Painting by Alexandre-Gabriel Decamps

The Punishment of the Hooks (French: Supplice des crochets) is an 1837 oil painting by the French artist Alexandre-Gabriel Decamps. A genre painting, it shows criminals being dangled off the battlements of a fortress onto metal hooks below.

The painting reflects the fashionable Orientalism of the era, although it is unclear if Decamps himself witness such an incident during his tour of the Middle East and North Africa in 1828. Decamps was a noted member of the Romantic movement. The painting was exhibited at the Salon of 1839 held at the Louvre in Paris.
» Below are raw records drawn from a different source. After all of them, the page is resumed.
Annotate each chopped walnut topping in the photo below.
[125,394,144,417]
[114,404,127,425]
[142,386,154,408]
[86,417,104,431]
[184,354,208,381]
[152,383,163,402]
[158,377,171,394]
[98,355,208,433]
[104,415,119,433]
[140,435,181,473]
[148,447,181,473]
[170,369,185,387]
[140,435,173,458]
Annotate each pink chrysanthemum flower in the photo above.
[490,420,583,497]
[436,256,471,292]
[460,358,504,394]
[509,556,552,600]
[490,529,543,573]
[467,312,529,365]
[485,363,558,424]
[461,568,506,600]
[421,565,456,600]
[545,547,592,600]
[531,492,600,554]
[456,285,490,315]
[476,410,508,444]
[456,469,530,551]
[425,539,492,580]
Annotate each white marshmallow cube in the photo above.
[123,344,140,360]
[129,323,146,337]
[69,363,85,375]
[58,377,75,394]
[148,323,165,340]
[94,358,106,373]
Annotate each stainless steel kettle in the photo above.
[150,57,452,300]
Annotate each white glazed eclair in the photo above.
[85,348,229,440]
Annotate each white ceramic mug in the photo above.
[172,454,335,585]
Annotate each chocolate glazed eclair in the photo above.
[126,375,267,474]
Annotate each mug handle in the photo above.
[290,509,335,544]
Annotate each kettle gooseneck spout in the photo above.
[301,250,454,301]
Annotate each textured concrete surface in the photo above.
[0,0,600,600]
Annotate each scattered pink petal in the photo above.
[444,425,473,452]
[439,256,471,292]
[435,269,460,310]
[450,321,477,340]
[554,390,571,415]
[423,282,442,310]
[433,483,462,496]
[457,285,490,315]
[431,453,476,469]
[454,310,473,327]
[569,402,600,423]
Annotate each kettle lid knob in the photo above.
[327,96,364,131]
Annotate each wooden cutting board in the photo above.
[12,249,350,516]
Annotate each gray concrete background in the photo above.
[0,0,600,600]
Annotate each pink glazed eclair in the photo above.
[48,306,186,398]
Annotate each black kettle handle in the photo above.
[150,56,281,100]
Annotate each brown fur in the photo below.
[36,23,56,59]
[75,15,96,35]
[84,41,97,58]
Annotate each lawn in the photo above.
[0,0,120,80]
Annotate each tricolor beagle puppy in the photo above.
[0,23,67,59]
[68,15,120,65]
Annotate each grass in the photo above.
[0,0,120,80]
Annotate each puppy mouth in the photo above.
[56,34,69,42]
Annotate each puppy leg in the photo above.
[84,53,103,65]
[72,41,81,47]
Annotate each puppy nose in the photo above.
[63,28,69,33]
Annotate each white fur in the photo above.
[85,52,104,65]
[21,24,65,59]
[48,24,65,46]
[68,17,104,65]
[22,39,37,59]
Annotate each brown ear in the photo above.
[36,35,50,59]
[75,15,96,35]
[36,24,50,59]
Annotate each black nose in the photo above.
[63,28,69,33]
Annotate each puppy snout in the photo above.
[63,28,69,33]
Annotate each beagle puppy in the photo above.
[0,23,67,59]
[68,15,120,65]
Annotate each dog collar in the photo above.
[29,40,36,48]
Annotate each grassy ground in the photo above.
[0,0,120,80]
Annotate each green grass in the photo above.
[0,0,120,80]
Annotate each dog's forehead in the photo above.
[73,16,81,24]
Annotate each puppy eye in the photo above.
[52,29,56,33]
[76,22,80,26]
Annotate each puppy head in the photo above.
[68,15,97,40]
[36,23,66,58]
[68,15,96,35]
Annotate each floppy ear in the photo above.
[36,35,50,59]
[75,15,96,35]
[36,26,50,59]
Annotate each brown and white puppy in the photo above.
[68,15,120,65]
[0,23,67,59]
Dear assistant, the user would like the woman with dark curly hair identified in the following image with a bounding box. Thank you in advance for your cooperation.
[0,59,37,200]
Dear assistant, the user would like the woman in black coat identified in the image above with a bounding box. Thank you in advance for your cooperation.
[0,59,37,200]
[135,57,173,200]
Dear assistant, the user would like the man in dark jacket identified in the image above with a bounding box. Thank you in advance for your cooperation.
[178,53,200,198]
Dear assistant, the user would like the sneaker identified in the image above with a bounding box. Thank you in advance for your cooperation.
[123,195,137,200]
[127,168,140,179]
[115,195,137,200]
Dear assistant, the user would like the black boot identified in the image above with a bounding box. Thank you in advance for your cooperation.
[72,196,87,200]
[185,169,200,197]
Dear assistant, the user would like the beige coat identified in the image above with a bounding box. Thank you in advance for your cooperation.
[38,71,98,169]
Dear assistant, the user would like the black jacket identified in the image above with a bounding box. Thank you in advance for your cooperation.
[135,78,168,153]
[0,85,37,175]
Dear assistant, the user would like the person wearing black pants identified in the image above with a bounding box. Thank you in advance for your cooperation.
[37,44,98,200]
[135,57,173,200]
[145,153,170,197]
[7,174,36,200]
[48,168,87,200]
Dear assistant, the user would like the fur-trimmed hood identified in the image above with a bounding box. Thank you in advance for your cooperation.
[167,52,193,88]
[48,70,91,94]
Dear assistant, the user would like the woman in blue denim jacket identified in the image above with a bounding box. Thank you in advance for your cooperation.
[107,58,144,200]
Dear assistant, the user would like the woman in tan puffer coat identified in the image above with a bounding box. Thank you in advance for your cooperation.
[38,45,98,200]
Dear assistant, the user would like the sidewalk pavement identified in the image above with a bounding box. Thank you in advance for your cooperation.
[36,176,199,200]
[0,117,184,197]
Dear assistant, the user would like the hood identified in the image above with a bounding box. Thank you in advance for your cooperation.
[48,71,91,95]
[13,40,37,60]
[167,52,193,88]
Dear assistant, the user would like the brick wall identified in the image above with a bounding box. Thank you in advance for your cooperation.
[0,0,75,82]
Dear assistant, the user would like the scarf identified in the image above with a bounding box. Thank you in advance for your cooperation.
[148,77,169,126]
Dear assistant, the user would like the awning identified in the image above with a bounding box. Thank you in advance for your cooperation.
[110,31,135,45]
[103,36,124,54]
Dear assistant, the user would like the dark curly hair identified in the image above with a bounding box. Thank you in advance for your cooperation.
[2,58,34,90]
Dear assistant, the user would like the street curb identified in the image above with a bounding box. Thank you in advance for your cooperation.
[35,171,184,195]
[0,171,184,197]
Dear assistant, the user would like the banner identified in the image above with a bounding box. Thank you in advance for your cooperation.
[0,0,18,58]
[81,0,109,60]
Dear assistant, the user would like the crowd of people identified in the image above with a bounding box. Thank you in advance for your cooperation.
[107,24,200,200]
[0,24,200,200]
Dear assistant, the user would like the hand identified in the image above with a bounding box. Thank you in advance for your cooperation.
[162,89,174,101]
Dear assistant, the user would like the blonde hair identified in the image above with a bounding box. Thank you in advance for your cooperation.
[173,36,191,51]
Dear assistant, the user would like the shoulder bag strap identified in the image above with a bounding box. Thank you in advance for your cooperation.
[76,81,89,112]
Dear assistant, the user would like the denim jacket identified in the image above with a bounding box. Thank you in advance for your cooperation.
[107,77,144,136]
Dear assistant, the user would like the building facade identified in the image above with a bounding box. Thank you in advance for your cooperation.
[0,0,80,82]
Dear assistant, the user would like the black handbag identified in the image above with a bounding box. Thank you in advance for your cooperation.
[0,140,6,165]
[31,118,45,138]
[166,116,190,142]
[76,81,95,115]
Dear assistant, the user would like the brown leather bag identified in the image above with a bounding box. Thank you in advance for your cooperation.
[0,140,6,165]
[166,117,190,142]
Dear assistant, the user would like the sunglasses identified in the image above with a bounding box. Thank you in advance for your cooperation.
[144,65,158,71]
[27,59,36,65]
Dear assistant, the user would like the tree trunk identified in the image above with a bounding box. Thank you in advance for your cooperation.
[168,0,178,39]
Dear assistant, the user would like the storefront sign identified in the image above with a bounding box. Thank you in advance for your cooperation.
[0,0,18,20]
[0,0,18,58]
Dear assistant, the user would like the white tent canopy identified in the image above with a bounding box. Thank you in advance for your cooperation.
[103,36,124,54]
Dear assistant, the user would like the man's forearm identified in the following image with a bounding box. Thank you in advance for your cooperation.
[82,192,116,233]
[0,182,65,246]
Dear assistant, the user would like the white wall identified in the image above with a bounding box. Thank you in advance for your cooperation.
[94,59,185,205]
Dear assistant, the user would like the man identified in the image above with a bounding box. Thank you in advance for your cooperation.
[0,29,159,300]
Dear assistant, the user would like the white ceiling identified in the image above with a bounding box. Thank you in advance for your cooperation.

It became one his best-known works although the art critic Charles Blanc described it as "an incomparable image of Musulman barbarity". It was acquired by the British art collector the Marquess of Hertford, and now forms part of the Wallace Collection in London.

==Bibliography==
- Cass, David B. & Floss, Michael M. Alexandre Gabriel Decamps, 1803-1860. Clark Art Institute, 1984.
- Ingamells, John. The Wallace Collection: French Nineteenth Century. Trustees of the Wallace Collection, 1985.
- Olmsted, Jennifer, Delacroix’s Moroccans: Art and Masculinity. Penn State University Press, 2025.
- Trapp, Frank. The Attainment of Delacroix. Johns Hopkins Press, 1970.